Para tratar a questão do poder Foucault sugere que as investigações sobre o tema andem menos no sentido de uma “teoria do poder” e mais na direção de uma “análise do poder”, visto que a explicação teórica do que seria poder levaria a um entendimento fixo e generalizado (FOUCAULT, 1988). Ele não se propõe a definir “O poder”, mas tratar a questão enquanto relações de poder como “[...] formas díspares, heterogêneas, em constante transformação. O poder não é um objeto natural, uma coisa; é uma prática social e, como tal, constituída historicamente” (MACHADO, 2015, p. 10). O que Foucault propõe é conceber um entendimento do poder alternativo àquele que vem apenas de cima para baixo, enquanto leis de um sistema de poder soberano determinado e executado exclusivamente pelo estado, tratando-se da existência de uma rede de micropoderes articulados ao estado e que atravessam toda a estrutura social (DANNER, 2010). Se o estado é um aparato organizacional que exerce poder, ele não é a única forma de manifestação.

O poder disciplinar através das práticas disciplinares “[...] faz indivíduos; é a técnica específica de um poder que considera os indivíduos como objetos e

instrumentos do seu exercício [...]”, atuando com o foco sobre os seus corpos (FOUCAULT, 2004, p. 170). A capacidade de controle acirrado, exaustivo e contínuo sobre os corpos dos trabalhadores é justamente o que distingue o poder disciplinar das demais modalidades de poder, dispondo-se de uma correlação entre o potencial de sua utilidade na formatação da docilidade do indivíduo, tornando-o “[...] mais obediente ao torná-lo mais útil, e vice-versa” (FOUCAULT, 1999). Em termos econômicos se aperfeiçoa o aproveitamento do uso da força física e em termos de representação política os torna obedientes (DANNER, 2010). A disciplina, enquanto técnica basilar do poder, caracteriza-se principalmente pelo controle do tempo, organização do espaço e vigilância (MACHADO, 2015).
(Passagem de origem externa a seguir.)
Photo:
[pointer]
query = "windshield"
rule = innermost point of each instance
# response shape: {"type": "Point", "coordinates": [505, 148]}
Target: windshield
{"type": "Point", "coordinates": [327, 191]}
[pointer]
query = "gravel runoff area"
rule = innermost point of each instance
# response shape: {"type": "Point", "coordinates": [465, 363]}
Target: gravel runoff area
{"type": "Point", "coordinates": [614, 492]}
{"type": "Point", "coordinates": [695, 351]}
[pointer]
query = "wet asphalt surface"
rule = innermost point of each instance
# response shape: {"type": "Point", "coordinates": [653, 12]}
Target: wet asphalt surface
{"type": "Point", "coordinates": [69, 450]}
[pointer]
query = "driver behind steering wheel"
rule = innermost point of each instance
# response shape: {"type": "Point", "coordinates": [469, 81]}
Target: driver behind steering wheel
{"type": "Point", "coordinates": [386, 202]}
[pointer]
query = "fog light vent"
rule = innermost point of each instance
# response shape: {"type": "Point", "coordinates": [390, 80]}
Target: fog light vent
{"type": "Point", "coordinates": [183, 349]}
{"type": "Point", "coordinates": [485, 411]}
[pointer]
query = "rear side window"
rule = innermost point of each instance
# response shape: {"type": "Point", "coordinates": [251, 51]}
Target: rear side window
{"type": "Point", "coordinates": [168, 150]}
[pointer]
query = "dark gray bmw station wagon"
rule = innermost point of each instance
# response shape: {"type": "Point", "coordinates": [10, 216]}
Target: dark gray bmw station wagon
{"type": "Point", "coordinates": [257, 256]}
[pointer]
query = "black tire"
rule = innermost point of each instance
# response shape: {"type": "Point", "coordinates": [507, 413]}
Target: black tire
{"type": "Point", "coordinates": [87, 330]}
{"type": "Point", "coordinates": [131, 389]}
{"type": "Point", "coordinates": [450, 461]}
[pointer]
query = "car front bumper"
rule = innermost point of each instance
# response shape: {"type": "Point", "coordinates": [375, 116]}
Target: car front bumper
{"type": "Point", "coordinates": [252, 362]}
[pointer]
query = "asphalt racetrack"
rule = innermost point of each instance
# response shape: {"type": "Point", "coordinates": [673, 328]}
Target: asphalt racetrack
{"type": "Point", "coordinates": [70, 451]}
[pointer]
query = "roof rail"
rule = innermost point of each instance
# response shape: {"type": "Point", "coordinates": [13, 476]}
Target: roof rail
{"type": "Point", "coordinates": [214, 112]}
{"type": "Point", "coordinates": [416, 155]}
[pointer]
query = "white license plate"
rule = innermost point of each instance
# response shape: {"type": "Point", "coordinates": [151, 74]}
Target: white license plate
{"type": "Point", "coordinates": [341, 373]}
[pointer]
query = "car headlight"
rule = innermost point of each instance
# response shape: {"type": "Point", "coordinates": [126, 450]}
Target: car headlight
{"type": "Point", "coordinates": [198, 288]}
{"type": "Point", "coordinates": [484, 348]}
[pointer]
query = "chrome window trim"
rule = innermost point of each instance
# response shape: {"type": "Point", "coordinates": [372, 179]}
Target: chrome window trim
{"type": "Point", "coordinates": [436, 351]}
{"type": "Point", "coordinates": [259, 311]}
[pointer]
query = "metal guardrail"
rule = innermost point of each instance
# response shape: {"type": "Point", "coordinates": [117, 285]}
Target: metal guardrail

Esse espaço fechado, recortado, vigiado em todos os seus pontos, onde os indivíduos estão inseridos num lugar fixo, onde os menores movimentos são controlados, onde todos os acontecimentos são registrados, onde um trabalho ininterrupto de escrita liga o centro e a periferia, onde o poder é exercido sem divisão, segundo uma figura hierárquica contínua, onde cada indivíduo é constantemente localizado, examinado e distribuído. Isso tudo constitui um modelo compacto do dispositivo disciplinar. (FOUCAULT, 1999, p. 221).

A aplicação do poder disciplinar no controle do corpo ao modelar a construção do indivíduo cria também formas celulares de individualidade e imprime suas ordenações em determinados espaços que Foucault chama de “a arte das distribuições”. Tensionam-se e produzem-se tais individualidades separando - fisicamente - os espaços, por delimitações seja de paredes, cercas ou muros, encerrando ou diminuindo as atividades coletivas que promovam “vagabundagem”. As distribuições criam, por sua vez, funções específicas de ordem prática representadas pelas hierarquias estabelecidas, cada qual com seu poder de vigilância. No caso dos trabalhadores, são nomeados para determinado cargo ou função como: colhedor de escada, classificador de frutas, cancheiro, tratorista, monitor. Por fim, a arte das distribuições atribui uma unidade de ordenamento por classe, como o caso de alunos de uma sala de aula dispostos de acordo com suas idades, aproveitamento e comportamento, ou seja, se expõe estes indivíduos de modo que os mesmos se percebam hierarquizados (FOUCAULT, 1999; HOFFMAN, 2018).